Urgent notice: Sandoz Morphine Sulfate Injection USP 2mg/ml (1ml ampoules) – DIN 02242484
The Ontario Pharmacists' Association, working in collaboration with the Ontario Ministry of Health and Long-Term Care and Health Canada’s Health Products and Food Branch, is advising all pharmacists and their team members to be aware of a safety warning related to Sandoz Morphine Sulfate Injection USP. Some boxes of Sandoz Morphine Sulfate Injection USP 2mg/ml (1ml ampoules), DIN 02242484, may contain ampoules labeled as Isoproterenol Hydrochloride Injection 0.2mg/ml (1ml ampoules), DIN 00897639, in addition to ampoules labeled as containing morphine.
Links to the English and French memos from Health Canada to pharmacies, medical clinics and hospitals can be found here:
- 2012-03-21 HPFB Notice_HCP_Sandoz_Morphine_English
- 2012-03-21 HPFB Notice_HCP_Sandoz_Morphine_French
- 2012-03-21 HPFB Notice_Hosp_Sandoz_Morphine_English
- 2012-03-21 HPFB Notice_Hosp_Sandoz_Morphine_French
- An image of the affected box can be found here.
While the lots of morphine (Lot CC2824 Exp. 2014-12) and isoproterenol (Lot CB8787 Exp. 2012-11) have been identified, it is unclear whether other similar packages exist and the depth of this problem. Pharmacists and other team members are urged to be vigilant in checking the exterior packaging and its contents for boxes of both Sandoz morphine and Sandoz isoproterenol prior to dispensing.
The Ontario Pharmacists’ Association remains committed to working with the Ministry of Health and Long-Term Care, the Ontario College of Pharmacists, and other healthcare associations to ensure as smooth a transition as possible for healthcare providers in their management of the challenges associated with drug shortages. We will continue to keep you updated as new information becomes available.
Ministry update on the drug shortage issue
To address the current shortage of certain injectable medications, the Ministry of Health and Long-Term Care has developed a five-point action plan that will guide the Ontario government’s response. The plan includes health care system strategies for inventory and impact assessment, inventory management, facilitated procurement, modification of services and communications. Pharmacists and other health care providers who work with injectable medications affected by the production slowdown are urged to review the Ministry’s March 20 update. A framework to help guide and support ethical decision-making in the allocation of resources is now available and can be found here.
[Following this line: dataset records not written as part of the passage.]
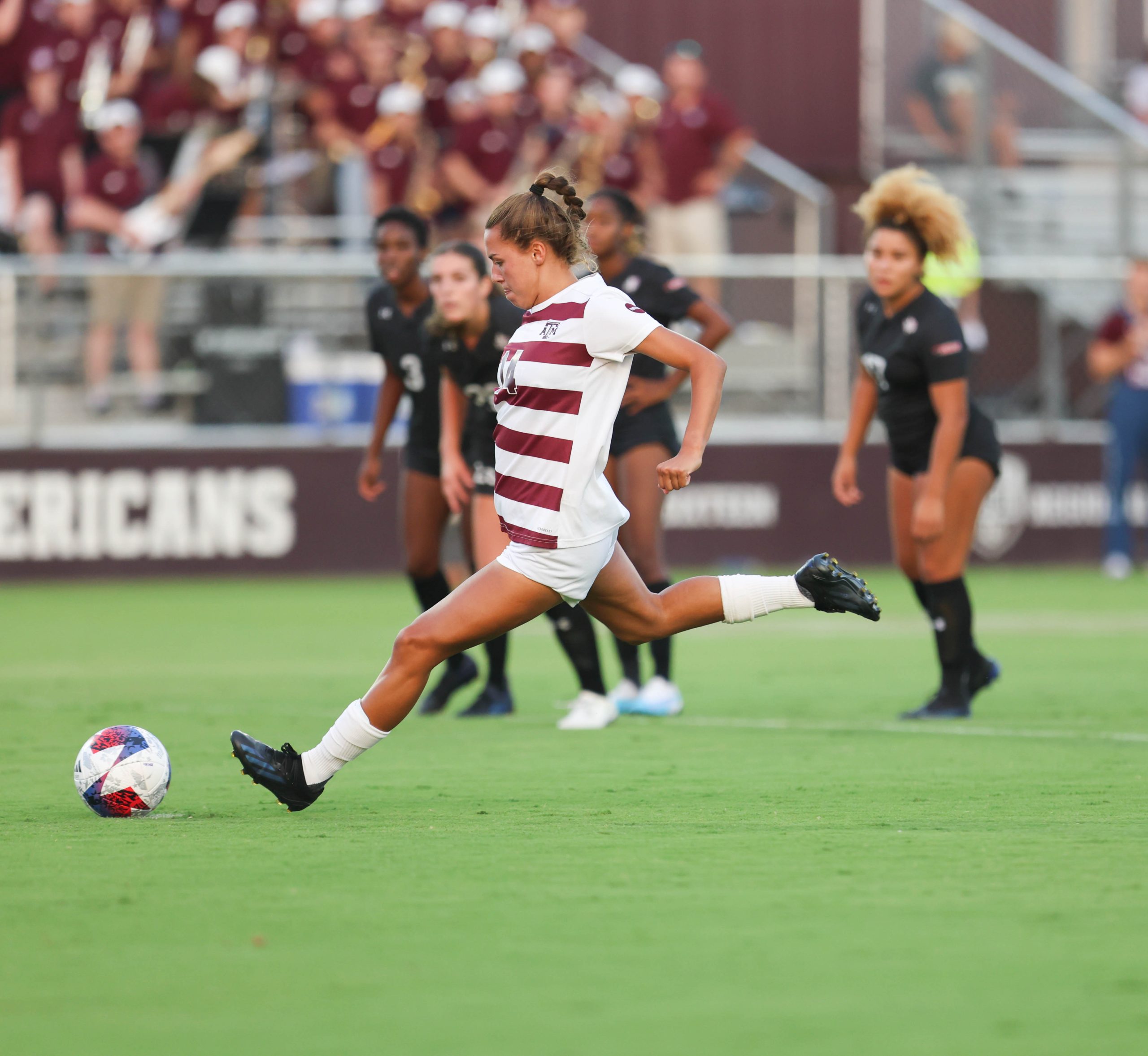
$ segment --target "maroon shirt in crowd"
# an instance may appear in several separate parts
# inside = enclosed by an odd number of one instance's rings
[[[46,194],[62,205],[60,156],[79,141],[75,111],[61,106],[52,114],[40,114],[25,96],[17,95],[0,117],[0,141],[9,139],[16,141],[24,194]]]
[[[712,92],[688,110],[666,103],[654,129],[666,170],[666,201],[676,204],[697,197],[693,181],[713,168],[719,148],[739,127],[734,108]]]
[[[435,132],[442,132],[450,125],[450,111],[447,109],[447,88],[456,80],[461,80],[471,69],[470,59],[445,63],[432,55],[422,67],[427,84],[422,90],[426,96],[426,119]]]
[[[510,172],[521,142],[522,126],[518,122],[496,125],[483,116],[455,130],[451,149],[474,165],[484,180],[498,184]]]
[[[158,185],[158,172],[142,157],[122,165],[107,154],[98,154],[84,172],[84,193],[121,212],[134,209]],[[103,235],[93,238],[92,251],[108,251]]]
[[[414,150],[395,140],[383,143],[366,156],[371,172],[382,177],[387,185],[387,200],[401,205],[406,200],[406,188],[414,168]]]
[[[366,132],[379,116],[379,92],[365,80],[332,80],[325,85],[335,103],[335,119],[357,135]]]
To ensure patient safety, all health care providers are being encouraged to engage in dialogue on strategies to conserve supply, and to consider therapeutic options, including alternate dosage forms and modified dosing. The Drug Information and Research Centre at the Ontario Pharmacists’ Association (OPA) can provide information on drug availability and identification, therapeutic uses of drugs, method of drug administration, drugs in pregnancy and lactation, adverse effects of drugs, precautions and contraindications of drug use, drug interactions, pharmacokinetics, drug stability, formulary issues and other drug-related topics.
As indicated in our March 13 message to members, OPA is playing a critical role as a member of the Ministry’s Drug Shortage Technical Advisory Group (DSTAG), providing recognized leadership in areas such as drug information and guidance on issues such as resource allocation and inventory management. We are participating in daily conference calls with the Ministry’s Emergency Operations Centre (EOC); have provided the profession’s perspective on the ethical framework document; and have been asked to participate in several ad hoc working groups that support the technical advisory group.
At the Ministry’s request, your Association is currently working on a mechanism to collect and collate aggregated information from pharmacists that will then be forwarded to the EOC. This mechanism will also be help to identify any trends or changes in prescribing, and may help to identify future shortages or back orders of solid dosage forms resulting from these changes.
As indicated in the Ministry’s March 20 memo, Local Health Integration Networks (LHINs) will play a key role in managing the shortage issues locally, and in tracking inventories. The Ontario Pharmacists’ Association has emphasized that since community pharmacies are not yet integrated into the LHIN structure, OPA must be included in all information from the Ministry regarding inventory levels. The Ministry has been very receptive to this message and all stakeholders recognize the important role of pharmacists in managing the shortage challenges.